Perhaps because of the growth of Broadway theater as a tourist attraction, and the decline in playgoing as a habit, many people who attend productions may lack a context for what they are seeing. In the absence of standards shared by a wide range of informed theatergoers, it may be unsurprising that audiences stand to applaud anything, regardless of how mediocre.
But when expressing approval lavishly is not the exception but the rule, doesn't the gesture lose its meaning?
Michael Gambon, the British star of "Skylight," who is appearing on a New York stage for the first time, said he was shocked at first to find audiences getting to their feet at the end of the play.
The practice is nearly unheard of in London. "Occasionally, on a first night, but they would never stand there" as a matter of course, Gambon said.
Although he is not about to file a formal protest "It's very nice, isn't it?" he said he is mystified as to why it occurs so frequently in theaters here. (He was a little less flattered when he realized how common standing ovations are.)
Even more perplexing to him was the difference in audience reaction before and after the reviews of "Skylight." During previews, Gambon said, theatergoers laughed long and hard at David Hare's play about the reunion of a wealthy restaurateur and his former mistress in her seedy London flat. After the critics weighed in, audience reaction changed.
"They were having less fun," Gambon said. "I suppose they were told it's a serious play."
As a result, the actor doesn't get the lift from the crowd that he once experienced. "It's written to be laughed at, and if the laughs don't come, you have to play it in a different way," he said.
Are we so out of the habit of responding to live performance that we need experts to supply the cues? For most occasions, we seem to have made a collective decision: when in doubt, gush. And not just in the theater.
Standing ovations are common at sporting events, fashion shows, political rallies, concerts and the opera.
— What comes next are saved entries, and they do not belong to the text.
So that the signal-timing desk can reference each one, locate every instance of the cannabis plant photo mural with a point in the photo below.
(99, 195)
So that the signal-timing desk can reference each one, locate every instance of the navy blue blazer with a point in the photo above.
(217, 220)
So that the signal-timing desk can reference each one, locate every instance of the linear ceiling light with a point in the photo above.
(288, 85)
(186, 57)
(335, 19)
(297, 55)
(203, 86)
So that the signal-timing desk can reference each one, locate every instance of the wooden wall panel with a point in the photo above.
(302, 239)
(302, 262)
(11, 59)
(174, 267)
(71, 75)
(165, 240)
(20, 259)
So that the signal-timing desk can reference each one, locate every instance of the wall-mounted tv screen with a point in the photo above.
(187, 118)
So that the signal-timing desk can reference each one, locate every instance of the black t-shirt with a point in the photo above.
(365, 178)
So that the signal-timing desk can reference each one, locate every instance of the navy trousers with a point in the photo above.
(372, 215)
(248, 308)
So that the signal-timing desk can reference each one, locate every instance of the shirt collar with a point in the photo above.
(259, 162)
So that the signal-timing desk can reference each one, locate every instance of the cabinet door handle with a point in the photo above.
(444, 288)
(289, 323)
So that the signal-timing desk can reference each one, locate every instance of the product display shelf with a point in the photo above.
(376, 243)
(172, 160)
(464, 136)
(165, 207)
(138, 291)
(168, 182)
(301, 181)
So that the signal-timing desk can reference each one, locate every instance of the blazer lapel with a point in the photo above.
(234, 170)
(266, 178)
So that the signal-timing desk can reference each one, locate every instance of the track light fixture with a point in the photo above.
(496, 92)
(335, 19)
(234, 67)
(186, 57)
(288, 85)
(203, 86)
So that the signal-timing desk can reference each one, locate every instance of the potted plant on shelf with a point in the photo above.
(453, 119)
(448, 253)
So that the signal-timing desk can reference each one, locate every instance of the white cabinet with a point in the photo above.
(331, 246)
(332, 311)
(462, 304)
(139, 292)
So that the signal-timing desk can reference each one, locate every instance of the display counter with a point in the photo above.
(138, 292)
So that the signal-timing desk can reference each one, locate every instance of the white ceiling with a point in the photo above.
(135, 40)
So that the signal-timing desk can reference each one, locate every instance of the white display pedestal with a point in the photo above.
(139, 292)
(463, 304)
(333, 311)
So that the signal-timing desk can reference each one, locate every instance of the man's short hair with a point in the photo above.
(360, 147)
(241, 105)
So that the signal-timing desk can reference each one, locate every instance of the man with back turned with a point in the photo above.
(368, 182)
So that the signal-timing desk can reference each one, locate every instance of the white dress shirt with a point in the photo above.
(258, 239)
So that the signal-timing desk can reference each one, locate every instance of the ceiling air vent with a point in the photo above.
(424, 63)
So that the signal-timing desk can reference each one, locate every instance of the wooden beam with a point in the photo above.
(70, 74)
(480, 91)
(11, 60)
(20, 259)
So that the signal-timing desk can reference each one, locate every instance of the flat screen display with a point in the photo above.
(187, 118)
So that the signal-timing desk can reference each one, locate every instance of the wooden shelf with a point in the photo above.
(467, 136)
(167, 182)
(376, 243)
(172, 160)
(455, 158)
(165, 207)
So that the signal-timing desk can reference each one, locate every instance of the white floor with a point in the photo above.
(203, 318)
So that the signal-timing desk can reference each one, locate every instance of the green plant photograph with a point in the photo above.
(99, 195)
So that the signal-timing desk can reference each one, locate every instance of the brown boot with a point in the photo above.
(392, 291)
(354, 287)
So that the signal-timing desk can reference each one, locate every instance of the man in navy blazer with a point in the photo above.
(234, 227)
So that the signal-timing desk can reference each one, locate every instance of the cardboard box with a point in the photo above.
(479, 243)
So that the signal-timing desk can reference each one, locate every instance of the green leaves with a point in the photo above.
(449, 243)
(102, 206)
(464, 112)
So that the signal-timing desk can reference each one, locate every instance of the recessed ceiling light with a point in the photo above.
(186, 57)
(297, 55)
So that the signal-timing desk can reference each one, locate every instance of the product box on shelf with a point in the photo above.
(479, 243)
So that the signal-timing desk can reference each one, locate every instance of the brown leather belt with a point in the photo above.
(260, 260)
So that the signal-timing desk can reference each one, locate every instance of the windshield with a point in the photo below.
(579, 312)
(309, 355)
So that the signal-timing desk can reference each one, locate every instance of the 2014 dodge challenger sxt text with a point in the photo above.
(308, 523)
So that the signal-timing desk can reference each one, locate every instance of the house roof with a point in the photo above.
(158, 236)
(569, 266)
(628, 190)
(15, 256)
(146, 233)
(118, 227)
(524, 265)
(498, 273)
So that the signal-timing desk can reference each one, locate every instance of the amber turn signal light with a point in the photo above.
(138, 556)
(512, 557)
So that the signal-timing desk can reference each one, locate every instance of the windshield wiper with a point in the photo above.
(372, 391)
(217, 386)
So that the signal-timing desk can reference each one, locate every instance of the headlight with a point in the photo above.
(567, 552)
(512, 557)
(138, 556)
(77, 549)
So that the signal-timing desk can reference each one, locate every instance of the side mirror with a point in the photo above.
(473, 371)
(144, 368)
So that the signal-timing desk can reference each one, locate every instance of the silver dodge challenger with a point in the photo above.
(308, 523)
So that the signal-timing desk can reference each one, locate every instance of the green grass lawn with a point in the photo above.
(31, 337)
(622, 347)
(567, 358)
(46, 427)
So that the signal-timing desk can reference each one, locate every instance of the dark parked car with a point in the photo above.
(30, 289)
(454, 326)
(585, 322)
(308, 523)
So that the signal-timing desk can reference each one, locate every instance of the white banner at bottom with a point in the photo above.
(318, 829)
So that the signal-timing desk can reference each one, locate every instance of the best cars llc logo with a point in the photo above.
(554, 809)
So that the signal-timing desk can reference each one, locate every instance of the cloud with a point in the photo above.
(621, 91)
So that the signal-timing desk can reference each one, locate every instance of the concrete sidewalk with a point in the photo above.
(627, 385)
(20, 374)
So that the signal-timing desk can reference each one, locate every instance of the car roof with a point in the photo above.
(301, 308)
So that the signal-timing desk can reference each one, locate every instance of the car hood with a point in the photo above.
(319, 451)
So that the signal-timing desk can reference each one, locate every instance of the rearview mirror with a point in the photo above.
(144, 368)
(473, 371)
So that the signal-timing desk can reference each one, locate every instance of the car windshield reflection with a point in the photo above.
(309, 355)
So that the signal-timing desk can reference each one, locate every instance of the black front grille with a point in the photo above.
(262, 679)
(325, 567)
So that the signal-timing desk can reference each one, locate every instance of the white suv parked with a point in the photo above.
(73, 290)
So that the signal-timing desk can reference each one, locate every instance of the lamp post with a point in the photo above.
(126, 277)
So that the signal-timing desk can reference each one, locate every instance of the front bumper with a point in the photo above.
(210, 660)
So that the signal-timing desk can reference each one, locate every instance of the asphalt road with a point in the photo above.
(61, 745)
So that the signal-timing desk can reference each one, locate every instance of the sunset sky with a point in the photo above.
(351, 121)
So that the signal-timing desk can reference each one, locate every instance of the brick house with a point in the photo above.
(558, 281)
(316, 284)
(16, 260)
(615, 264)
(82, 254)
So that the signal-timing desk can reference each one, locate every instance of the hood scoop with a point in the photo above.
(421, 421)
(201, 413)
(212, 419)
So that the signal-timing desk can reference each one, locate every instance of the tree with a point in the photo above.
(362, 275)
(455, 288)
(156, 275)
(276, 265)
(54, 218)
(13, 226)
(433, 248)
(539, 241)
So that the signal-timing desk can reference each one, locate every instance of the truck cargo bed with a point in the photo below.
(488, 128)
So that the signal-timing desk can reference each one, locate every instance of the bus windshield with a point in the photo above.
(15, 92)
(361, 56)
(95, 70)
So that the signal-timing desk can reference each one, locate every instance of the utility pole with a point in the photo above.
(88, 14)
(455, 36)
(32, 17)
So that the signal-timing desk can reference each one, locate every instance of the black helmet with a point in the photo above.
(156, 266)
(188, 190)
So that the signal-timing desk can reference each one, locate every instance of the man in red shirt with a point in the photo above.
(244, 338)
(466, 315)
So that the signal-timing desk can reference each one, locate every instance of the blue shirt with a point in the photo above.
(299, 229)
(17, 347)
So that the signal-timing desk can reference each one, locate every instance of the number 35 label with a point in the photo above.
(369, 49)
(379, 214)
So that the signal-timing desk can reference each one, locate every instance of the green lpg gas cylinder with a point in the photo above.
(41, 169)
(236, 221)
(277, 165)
On Sept. 5, when President Clinton rose to address 3,000 people in Sunrise, Fla., he got two standing ovations before he opened his mouth. In April, his wife, Hillary, speaking to 1,000 Methodists in Denver, received five.
The critic Ethan Mordden recently noted the phenomenon in these pages. "America," he said, "has become a clapping nation."
Mordden, who is writing a history of American musical theater, says audience reactions at live performances are so programmed as to seem canned, and that theater audiences, emulating those in television studios, appear to applaud on cue.
He sees in such robotic response a decline in the ability to distinguish between a performance and a performer, that where the public once clapped wildly because a star was wonderful, "now it claps because stars are famous."
In the theater, the rise of the "standing O" got a further boost with the advent of what Mordden, in an interview, called "the big lady shows," musicals like "Hello, Dolly!" and "Applause," where the curtain calls were choreographed to get people on their feet. "The noise, the tempo is such that you have to get up," he said.
In a way, an undeserved ovation serves neither the audience nor the production. It's like heaping praise on a mediocre meal: the chef will serve up the same disappointing dish the next time.
Mordden has his own way of holding on to his dignity when an audience goes on automatic. "If I have to get up against my will, I don't clap," he said. "That's how I retain my individuality."
True, there are those theatrical moments that warrant waves of love from the orchestra to the last rows of the balcony. But when ovations say more about the audience than the performance, maybe it's time for everyone to sit down and take notice.